The digital world moves at an incredible pace, so it’s not surprising that many parents are unable to keep up with what children and young people do online and the risks they face. That’s where we step in. We inform teachers, carers and other people working with children about these risks and the importance of making children and young people aware of them.

© European Union 2019

What does a Safer Internet Centre do after receiving a report of cyberbullying or harmful content?

It’s important to say that most content reported as illegal is removed in less than 3 days, according to the EU’s INHOPE network of hotlines. It becomes more complicated where harmful content is not illegal, but still causes harm.

How many requests do the Safer Internet Centres receive across the EU?

We receive around 36,000 helpline calls every year, or around 3,000 per month. The hotlines also exchange around 150,000 reports of material containing child sexual abuse every year, not just within Europe.

How do you get across your message of safer internet use?

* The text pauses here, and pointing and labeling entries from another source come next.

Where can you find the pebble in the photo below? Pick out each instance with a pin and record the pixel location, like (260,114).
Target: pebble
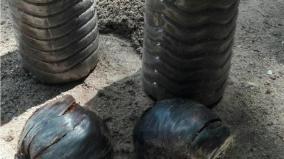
(3,22)
(268,91)
(8,138)
(269,72)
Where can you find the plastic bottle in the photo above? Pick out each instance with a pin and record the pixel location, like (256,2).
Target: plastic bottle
(188,48)
(58,39)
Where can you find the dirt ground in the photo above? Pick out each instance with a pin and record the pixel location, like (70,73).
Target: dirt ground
(253,104)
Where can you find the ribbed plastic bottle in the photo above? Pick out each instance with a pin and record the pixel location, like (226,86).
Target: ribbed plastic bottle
(188,48)
(58,39)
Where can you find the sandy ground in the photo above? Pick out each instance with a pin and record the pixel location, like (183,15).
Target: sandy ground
(253,104)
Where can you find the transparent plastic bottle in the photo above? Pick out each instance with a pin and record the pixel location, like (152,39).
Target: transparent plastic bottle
(188,48)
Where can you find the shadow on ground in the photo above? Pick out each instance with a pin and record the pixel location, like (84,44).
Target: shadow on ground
(122,103)
(20,90)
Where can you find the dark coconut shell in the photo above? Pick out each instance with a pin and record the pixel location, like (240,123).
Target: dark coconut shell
(64,130)
(180,129)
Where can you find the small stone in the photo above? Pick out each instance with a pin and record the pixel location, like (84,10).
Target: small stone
(269,72)
(268,91)
(8,138)
(273,77)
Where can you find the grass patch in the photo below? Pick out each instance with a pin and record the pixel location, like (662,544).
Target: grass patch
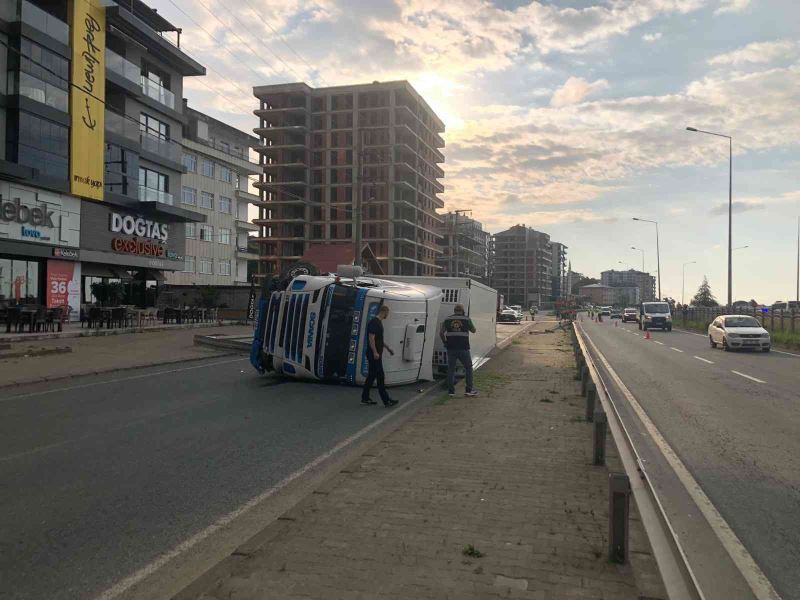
(472,551)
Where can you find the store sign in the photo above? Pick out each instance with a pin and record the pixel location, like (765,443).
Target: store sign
(63,284)
(87,97)
(15,211)
(138,226)
(138,247)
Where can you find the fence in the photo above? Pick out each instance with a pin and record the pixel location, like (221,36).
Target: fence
(775,320)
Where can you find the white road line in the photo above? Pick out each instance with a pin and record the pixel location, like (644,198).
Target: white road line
(711,362)
(85,385)
(761,586)
(748,377)
(124,585)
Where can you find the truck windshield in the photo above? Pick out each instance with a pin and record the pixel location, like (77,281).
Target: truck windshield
(656,308)
(339,316)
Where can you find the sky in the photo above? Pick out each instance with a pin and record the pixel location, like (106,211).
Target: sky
(567,116)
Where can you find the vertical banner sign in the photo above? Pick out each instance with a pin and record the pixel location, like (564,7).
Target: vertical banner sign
(59,280)
(87,98)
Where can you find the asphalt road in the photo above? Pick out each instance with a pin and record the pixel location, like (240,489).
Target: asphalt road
(733,418)
(102,474)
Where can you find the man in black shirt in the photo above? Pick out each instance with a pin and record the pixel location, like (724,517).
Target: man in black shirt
(375,359)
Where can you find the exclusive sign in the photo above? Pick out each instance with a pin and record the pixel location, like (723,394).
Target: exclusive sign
(87,98)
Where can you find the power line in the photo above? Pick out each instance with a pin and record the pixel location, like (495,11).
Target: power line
(258,14)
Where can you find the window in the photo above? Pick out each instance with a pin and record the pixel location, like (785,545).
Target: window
(190,162)
(189,196)
(204,266)
(152,126)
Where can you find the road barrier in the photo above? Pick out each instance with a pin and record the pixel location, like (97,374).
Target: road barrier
(679,581)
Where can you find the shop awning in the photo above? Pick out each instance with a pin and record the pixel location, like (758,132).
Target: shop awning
(97,270)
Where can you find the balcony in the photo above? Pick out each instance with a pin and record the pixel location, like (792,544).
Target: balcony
(123,67)
(35,17)
(165,148)
(157,92)
(122,126)
(153,195)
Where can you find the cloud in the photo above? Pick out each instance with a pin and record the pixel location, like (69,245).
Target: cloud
(574,90)
(757,52)
(732,6)
(738,206)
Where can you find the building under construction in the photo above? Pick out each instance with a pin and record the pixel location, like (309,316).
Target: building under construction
(333,156)
(465,247)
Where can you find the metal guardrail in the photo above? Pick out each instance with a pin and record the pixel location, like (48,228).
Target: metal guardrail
(676,573)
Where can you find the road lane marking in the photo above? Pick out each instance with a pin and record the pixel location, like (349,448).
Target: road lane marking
(752,573)
(125,584)
(751,378)
(132,377)
(711,362)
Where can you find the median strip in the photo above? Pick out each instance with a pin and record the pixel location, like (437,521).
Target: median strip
(751,378)
(705,360)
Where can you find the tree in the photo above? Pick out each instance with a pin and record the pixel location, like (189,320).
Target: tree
(704,297)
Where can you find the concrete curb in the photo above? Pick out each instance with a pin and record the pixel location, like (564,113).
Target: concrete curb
(114,370)
(106,332)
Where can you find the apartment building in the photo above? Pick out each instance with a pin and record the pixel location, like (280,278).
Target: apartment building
(465,248)
(522,266)
(560,279)
(90,169)
(324,151)
(216,157)
(631,278)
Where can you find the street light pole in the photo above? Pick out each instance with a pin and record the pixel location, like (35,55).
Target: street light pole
(730,207)
(683,281)
(658,253)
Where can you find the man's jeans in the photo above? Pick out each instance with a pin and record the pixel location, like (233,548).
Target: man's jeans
(466,360)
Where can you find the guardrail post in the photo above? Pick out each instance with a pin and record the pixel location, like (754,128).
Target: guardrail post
(580,364)
(600,421)
(619,493)
(591,397)
(584,379)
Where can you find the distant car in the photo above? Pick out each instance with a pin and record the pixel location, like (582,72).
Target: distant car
(508,315)
(736,332)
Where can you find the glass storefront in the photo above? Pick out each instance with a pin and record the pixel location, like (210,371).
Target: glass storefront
(21,281)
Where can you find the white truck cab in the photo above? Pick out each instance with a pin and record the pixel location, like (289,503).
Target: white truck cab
(655,315)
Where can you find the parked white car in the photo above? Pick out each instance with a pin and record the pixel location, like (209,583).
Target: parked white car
(734,332)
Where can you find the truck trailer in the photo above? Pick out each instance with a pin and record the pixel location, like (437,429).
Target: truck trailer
(315,328)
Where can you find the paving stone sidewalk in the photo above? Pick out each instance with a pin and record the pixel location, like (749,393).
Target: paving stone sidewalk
(107,353)
(488,497)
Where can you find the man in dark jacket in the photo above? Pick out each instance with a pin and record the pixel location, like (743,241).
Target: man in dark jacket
(455,335)
(375,359)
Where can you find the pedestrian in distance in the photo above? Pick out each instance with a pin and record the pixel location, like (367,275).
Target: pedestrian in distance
(455,335)
(375,359)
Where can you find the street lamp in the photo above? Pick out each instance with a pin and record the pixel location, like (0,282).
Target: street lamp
(730,206)
(642,251)
(658,253)
(683,280)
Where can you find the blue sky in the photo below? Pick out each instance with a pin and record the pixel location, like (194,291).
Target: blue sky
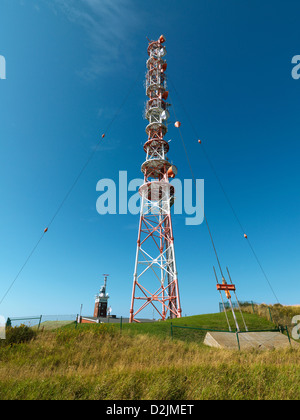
(70,64)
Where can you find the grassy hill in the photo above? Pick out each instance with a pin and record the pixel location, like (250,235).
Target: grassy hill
(142,362)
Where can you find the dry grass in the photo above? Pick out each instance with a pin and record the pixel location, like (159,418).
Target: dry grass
(101,363)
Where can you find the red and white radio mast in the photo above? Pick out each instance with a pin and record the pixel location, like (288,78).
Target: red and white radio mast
(155,282)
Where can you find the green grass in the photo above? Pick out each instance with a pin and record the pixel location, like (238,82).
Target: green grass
(141,362)
(215,321)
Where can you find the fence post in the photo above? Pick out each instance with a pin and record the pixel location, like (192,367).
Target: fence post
(288,334)
(40,322)
(238,340)
(270,314)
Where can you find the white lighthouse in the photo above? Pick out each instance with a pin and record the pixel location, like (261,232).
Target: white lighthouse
(101,301)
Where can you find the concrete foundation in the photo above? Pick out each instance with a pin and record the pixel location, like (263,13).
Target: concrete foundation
(249,340)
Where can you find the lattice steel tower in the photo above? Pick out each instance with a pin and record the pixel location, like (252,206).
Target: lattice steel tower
(155,282)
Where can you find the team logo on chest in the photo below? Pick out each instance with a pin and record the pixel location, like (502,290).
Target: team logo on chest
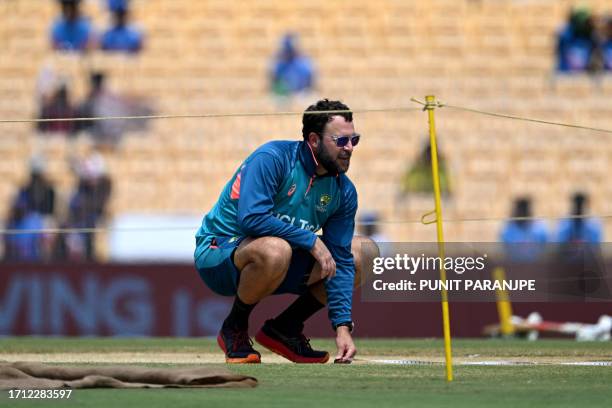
(291,190)
(323,202)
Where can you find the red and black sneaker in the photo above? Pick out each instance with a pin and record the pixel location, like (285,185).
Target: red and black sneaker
(294,347)
(237,346)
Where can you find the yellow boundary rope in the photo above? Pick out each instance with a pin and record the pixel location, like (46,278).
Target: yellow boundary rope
(430,107)
(514,117)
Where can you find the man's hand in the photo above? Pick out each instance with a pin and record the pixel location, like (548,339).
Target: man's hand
(345,345)
(322,255)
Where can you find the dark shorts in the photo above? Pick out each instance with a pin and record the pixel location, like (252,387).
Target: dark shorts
(215,264)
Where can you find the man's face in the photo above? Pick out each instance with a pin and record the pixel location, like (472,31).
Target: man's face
(333,158)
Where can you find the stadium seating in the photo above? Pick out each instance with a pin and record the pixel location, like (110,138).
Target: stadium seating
(210,56)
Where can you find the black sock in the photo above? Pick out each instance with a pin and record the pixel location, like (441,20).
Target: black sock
(239,315)
(293,318)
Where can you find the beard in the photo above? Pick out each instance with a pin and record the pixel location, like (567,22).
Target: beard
(330,164)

When working with young people, it is important to take a child-centred perspective and actively involve them in our activities so we develop resources that really speak to them. Our youth ambassadors are very active — going to different places, running conferences and organising events, going to schools and running online campaigns. Overall, we reach 30 million EU citizens every year through the various activities we organise.

What is the EU’s role in making the internet a safer place for everyone?

EU law plays a crucial part and there are several legal measures that protect minors online, such as the eCommerce Directive, General Data Protection Regulation, the Directive on combating sexual abuse, sexual exploitation of children and child pornography and the Audiovisual Services Directive.

If you could offer one piece of advice to someone in difficulty online, what would it be?

The most important thing is to talk about the problem. If a child or young person is having a difficult time online, they need to be able to talk to someone they trust. It is up to teachers, parents, adults and professionals to make sure we create an environment where children and young people feel they are able to speak out when they encounter difficulties.